Seriously, my head was spinning, so I ripped out a deposit slip from my checkbook and told Sara, “Here. Make me a list. Be specific.” I have come to realize that the reason families who actually have six children of their own DON’T go out to fast food restaurants for dinner is NOT because it’s too pricey, but because ordering the meals takes stress to the next level.

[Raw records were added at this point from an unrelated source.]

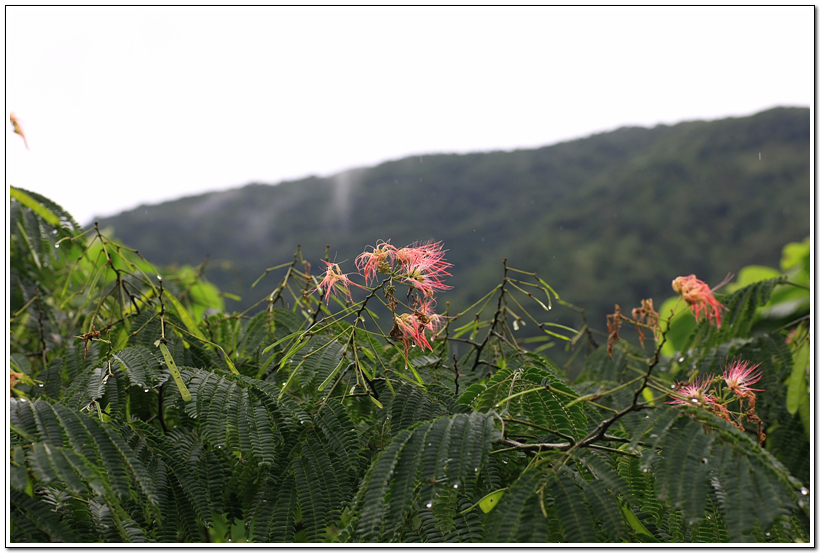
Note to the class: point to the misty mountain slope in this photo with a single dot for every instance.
(611, 218)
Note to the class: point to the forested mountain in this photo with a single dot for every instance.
(611, 218)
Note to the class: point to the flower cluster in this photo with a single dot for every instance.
(334, 277)
(700, 298)
(738, 376)
(420, 266)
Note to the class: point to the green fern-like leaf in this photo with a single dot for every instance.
(449, 452)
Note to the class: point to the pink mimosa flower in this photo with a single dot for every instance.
(740, 375)
(423, 267)
(693, 393)
(699, 296)
(334, 276)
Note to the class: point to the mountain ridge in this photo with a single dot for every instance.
(608, 218)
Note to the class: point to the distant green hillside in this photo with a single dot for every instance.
(607, 219)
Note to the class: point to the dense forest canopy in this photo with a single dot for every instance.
(399, 391)
(604, 217)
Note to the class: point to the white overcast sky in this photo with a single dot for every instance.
(129, 105)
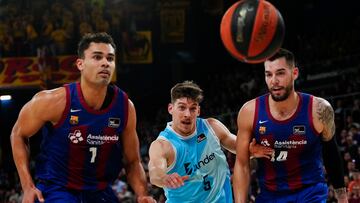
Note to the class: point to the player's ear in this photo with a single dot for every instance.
(80, 64)
(170, 108)
(295, 72)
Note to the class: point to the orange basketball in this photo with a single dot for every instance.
(252, 30)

But I must give a shout-out to the McDonald’s in Gymnastics Land, because low! Listen to this, and be prepare to be amazed, people. I pulled into that drive-thru at precisely 6:27. I know this for a fact, because I began to regret my decision to wait so long to leave the gym and head to the Golden Arches, as I wondered if I’d have enough time to complete the order and get back to pick everyone up on time. I envisioned a long ordering process, with much confusion and head shaking. So yes, at 6:27, I boldly announced into the drive-thru speaker, “I am about to order six kids’ meals, and they’re all going to be different. Do you have a pen? And can you write really fast? You may actually need Tylenol when the ordering process is finished.”
At 6:32, I drove the Suburban completely OFF of the fast food chain’s property, with my entire order piled into the front seat beside me.
I know! Do the math. 6:32 minus 6:27 equals A REALLY SWEET TIME!
And, after I collected my entourage and passed out dinners to everyone, we learned that the ONLY mistake was that a slice of cheese had been put onto a hamburger with onions, when the one with onions didn’t want the cheese. She solved that problem by yanking the cheese off, and viola. Our order was perfect.
Thanks, McDonald’s. No wonder you’ve served billions. It’s service like that which has taken you so far.
On the way home, in the dark, the kids decided to tell ghost stories to one another. Poor Gracie was completely out-voted, as she begged to not have to endure a single scary story. “I can’t sleep at night when I hear them!” she wailed. But the poor girl was shot down and run over, because “majority rules” had been established prior to the vote, and everyone knows that a “majority rules” cannot be changed after a vote is taken. Everyone took turns telling stories, and I’d hear Gracie shout out from the back seat, “Don’t tell the one about the bride locked in the trunk! I can’t bear it if you tell THAT one!” And blam! Just like that, Sara would launch into the tale by saying, “It was a dark and rainy night, and this woman had just been married…” After the tale had come to an end, and everyone had shuddered and shrieked appropriately, Gracie would holler out, “Okay! That’s enough! Just don’t tell the one about the ogre and the toe that was buried in the garden!” And blam! Talia was on it, by saying, “It was a dark and stormy night, and this boy was out digging in his garden…”
It didn’t take me long to learn that Gracie WANTED to hear the stories, and yet she didn’t! And by suggesting which ones NOT to tell, she completely controlled which ones she had to listen to. Bless her heart; she’s one smart cookie.
And there you have it. How to travel sixty miles, round trip, with two boys and four girls and six Happy Meals.